By Sasha Milam

“Finish your food – some kids don’t have enough to eat.” It’s a message many of us heard at the dinner table when we were young. While it might have helped some kids keep perspective and clean their plates, it had a bigger effect for Andrew Hall, BCom ’11. 

When Andrew and his cousin Jeremy Bryant had the idea for their non-profit, Mealshare, they were recent graduates with good jobs at accounting firms. But despite the job security and valuable experiences they were gaining, they talked all the time about what kind of businesses they would like to start together when they went out on their own. They knew they wanted to have big impact with their careers, and they kept coming back to the question of youth hunger. 

“We knew we had a cool idea with Mealshare,” Andrew says. “We wanted to turn ‘dining out’ into ‘helping out.’ We knew things could change really quickly when you have the right people working on them – look how far technology has come in just a generation or two. We concluded that there’s no reason we couldn’t eliminate youth hunger in our lifetimes.”

They decided to take action a step beyond the family dining room, by leaving their jobs and co-founding Mealshare. (BCom ’11 grad Derek Juno came on board early on, as well, and currently serves as EVP.) As a registered non-profit that partners with restaurants and local charities to provide meals for youth, the organization offers restaurant patrons the chance to provide a healthy meal to local young people who might otherwise go without. 

Their success since Mealshare launched in 2013 is evident in the numbers: 1200-plus partner restaurants, in 400-plus Canadian communities, with more than 4,000,000 meals served. 

But it didn’t happen without careful cultivation of their brand, mission and story.

“Some things have evolved and shifted in the business over the years, but one thing that hasn’t is our focus on eliminating youth hunger,” says Andrew. “Our goal is to tell our grandchildren, when we’re old and in our rocking chairs telling them stories, about bygone days when not all kids had enough to eat. And to have our grandchildren be in disbelief, to go, ‘you had all this food, but kids still went hungry? How is that possible?’”

Like any business finding their niche, Mealshare has tried some things that worked, and adjusted some other things that didn’t. While for-profit start-ups might be looking for the right market for a product, and fine-tuning how to maximize returns, Mealshare was finding the way their model could have the biggest impact. 

Sometimes this meant making tough choices and acknowledging they couldn’t do it all.

“Originally Mealshare was buy a meal, give a meal to whoever needed it,” says Andrew. “Over time we realized that the vagueness of that made it harder to be a fervent fan and supporter of Mealshare. So we decided to double down on the fact that most of the meals we were providing were for youth.
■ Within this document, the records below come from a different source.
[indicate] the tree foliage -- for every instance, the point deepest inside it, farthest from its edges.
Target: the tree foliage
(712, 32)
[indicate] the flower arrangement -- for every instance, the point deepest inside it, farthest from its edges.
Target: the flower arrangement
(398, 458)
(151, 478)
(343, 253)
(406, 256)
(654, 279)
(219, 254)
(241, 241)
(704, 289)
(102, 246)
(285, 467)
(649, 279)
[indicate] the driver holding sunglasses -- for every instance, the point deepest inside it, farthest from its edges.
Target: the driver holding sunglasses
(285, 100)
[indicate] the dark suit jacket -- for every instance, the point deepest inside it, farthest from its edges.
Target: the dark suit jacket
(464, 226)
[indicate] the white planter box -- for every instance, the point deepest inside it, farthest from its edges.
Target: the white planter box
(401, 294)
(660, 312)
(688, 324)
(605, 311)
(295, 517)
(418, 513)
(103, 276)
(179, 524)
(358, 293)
That was something we felt very strongly about and our supporters did, too. So about a year in, we changed from ‘buy a meal, give a meal to someone in need’ to ‘buy a meal, give a meal to a youth in need.’”

It’s meant saying ‘no’ to some opportunities, but they knew that having a clearly identified goal would be vital to success. They’ve been on this track ever since, growing and building partnerships, with an eye to creating a program that the big, national chains – as well as the independent restaurants that had given them their start – could see the value of partnering with. Bigger chains would offer exponentially more opportunity for impact, they knew.

In 2020, they were poised to have just such a success. A long-nurtured partnership with a major national brand was in the offing. 

And then the pandemic hit. It wasn’t a great time to be a restaurant – or a non-profit service that depended on restaurants. 

After persisting and adapting through a turbulent year, however, their efforts paid off. In February 2021, Mealshare announced a partnership with A&W. As with their other restaurant partners, when A&W customers purchase select meals from the menu, they also donate a meal through charities addressing youth hunger in their own communities. 

“We set a five year goal to be Canada’s restaurant charity,” says Andrew. “We knew if we did a really good job of being that, and didn’t try to be all things to all people, maybe we would get to work with A&W and have the impact that comes with it.”

Staying on task and committed to your vision isn’t easy under any circumstances. Given their track record, however, it seems likely that Andrew, Jeremy and the rest of the Mealshare crew are making steps towards that front porch rocking chair where they can tell the story of youth hunger in the past tense.